The Triumph of Israel’s Radical Right
By Ami Pedahzur
Oxford University Press, £18.99
In 1969, 32 per cent of the Israeli electorate voted for the centre right and its allies. Forty years later, this had increased to more than 52 per cent, securing the premiership for Netanyahu. Israeli academic Ami Pedahzur tells the story of this remarkable transition.
Menachem Begin transformed the Irgun into Herut, then Gahal and finally Likud in 1973. Begin was never a Revisionist in the mould of his mentor Vladimir Jabotinsky, yet by astute manoeuvring he managed to construct an umbrella that sheltered the far right as well as his own Likud. This arrangement held until the peace treaty with Egypt in 1979. The far right then broke away into a plethora of parties and flourished.
Pedahzur pinpoints two figures who were instrumental in changing the Israel of Ben-Gurion and Abba Eban into the Israel of Netanyahu and Lieberman — Meir Kahane and Ariel Sharon.
Kahane, who also worked for the FBI under the name of Michael King, bequeathed the politics of the sewer to his heirs, who played on the fears of the electorate in the age of the suicide bomber. Sharon was a disciple of Ben-Gurion and essentially followed him out of the Labour movement. Indeed, Ben-Gurion’s followers were among the founders of the Likud. Like Ben-Gurion, Sharon was ideologically flexible, supporting the settlers for 30 years, then deserting them with his disengagement plan in 2003. His initiation of the separation barrier left tens of thousands of settlers outside its periphery. Once an advocate of a Greater Israel, Sharon moved towards accepting an archipelago of Palestinian population centres, termed “a Palestinian state”, and a downgrading of its national authority to that of a local council.
The American background of both Netanyahu and Kahane assisted in securing funding from Jewish sympathisers in the US. The Moskowitz Foundation successfully settled Jews in East Jerusalem. Front companies in places such as Guernsey allowed the indirect purchase of Arab property. Sam Domb, a property entrepreneur and Reuben Mattus, founder of Haagen Dazs, passionately embraced the Israeli right.
Pedahzur outlines three characteristics of the far right: nativism, which regards all non-native elements as a threat; authoritarianism, which has facilitated the merger of political radicalism with religious literalism; and populism, which regards the media, civil society, academia and the judiciary as populated by an unpatriotic, left-wing elite dedicated to the subversion of the Jewish nature of the state.

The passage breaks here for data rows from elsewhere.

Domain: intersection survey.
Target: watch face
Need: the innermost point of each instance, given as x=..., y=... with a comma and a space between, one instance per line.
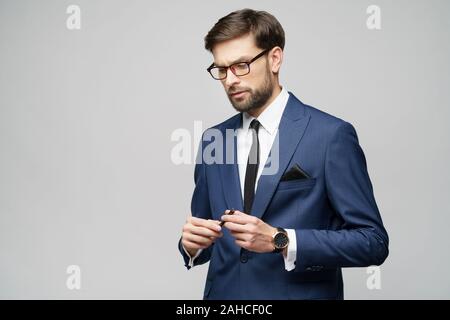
x=281, y=240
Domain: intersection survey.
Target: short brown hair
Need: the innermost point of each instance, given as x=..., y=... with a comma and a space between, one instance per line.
x=266, y=29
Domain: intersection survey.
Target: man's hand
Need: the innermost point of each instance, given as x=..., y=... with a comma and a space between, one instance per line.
x=199, y=234
x=251, y=233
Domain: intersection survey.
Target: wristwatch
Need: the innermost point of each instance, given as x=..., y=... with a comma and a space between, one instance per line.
x=280, y=240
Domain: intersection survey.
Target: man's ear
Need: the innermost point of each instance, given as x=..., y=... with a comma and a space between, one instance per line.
x=275, y=59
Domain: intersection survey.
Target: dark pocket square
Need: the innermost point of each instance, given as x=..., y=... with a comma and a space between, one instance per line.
x=294, y=173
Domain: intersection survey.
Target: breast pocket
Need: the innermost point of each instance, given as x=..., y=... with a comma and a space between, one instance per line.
x=299, y=184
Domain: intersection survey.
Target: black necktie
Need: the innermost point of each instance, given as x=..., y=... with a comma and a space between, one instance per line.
x=252, y=168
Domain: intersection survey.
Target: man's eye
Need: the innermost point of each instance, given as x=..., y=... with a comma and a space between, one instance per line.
x=222, y=71
x=240, y=66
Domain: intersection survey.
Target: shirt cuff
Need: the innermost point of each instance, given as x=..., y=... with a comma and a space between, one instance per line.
x=291, y=257
x=191, y=259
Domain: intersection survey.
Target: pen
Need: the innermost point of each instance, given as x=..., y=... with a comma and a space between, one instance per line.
x=222, y=222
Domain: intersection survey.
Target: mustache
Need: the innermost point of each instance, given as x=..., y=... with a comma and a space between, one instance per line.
x=233, y=90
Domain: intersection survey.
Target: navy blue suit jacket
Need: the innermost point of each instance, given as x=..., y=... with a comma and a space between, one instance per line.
x=334, y=213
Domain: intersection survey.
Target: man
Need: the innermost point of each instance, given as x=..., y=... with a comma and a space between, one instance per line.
x=284, y=233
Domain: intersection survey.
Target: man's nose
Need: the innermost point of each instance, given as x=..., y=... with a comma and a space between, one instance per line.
x=231, y=78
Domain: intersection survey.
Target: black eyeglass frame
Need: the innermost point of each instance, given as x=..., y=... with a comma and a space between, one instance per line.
x=212, y=66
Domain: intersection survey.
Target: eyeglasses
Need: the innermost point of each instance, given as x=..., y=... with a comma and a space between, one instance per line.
x=238, y=68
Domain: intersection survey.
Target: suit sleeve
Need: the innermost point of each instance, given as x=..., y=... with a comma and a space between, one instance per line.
x=361, y=240
x=200, y=207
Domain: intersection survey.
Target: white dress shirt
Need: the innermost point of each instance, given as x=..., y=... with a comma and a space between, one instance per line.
x=269, y=121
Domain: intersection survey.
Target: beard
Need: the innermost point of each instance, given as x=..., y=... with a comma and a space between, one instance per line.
x=256, y=98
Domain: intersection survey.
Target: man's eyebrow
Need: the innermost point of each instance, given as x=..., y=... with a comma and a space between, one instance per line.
x=240, y=59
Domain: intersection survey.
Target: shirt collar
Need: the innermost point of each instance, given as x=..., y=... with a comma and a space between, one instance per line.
x=271, y=116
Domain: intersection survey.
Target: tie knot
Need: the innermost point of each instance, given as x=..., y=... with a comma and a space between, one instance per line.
x=254, y=125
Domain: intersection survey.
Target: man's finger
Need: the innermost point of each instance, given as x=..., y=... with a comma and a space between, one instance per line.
x=238, y=218
x=210, y=224
x=205, y=232
x=197, y=239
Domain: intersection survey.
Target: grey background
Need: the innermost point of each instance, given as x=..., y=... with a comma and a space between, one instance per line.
x=86, y=118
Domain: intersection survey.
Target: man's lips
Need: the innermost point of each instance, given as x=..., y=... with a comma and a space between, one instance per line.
x=238, y=93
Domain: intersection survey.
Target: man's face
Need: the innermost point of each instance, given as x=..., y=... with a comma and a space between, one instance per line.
x=253, y=90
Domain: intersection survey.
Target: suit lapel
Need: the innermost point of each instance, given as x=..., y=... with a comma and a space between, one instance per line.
x=291, y=129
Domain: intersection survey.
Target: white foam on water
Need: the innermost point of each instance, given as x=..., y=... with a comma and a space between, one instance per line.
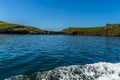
x=96, y=71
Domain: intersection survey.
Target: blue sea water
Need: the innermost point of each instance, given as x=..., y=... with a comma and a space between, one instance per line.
x=59, y=57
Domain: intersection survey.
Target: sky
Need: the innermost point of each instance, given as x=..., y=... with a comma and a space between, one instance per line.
x=60, y=14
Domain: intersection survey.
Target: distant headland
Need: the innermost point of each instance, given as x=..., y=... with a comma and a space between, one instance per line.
x=108, y=30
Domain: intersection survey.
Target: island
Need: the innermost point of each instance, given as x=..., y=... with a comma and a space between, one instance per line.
x=108, y=30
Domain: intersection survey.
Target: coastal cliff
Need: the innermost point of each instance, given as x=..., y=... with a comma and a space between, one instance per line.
x=108, y=30
x=8, y=28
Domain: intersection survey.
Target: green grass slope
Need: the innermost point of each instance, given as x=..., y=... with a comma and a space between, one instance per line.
x=93, y=31
x=108, y=30
x=8, y=28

This drift to the right has not happened in a vacuum and Pedahzur scarcely mentions the rise of Palestinian Islamism. Every time there is violence in the Middle East, the Israeli electorate moves to the right in the belief that it knows best how to protect its citizens. If the majority disagree with its policies, they consider that the price they have to pay. This is the conundrum at the heart of the body politic in Israel today.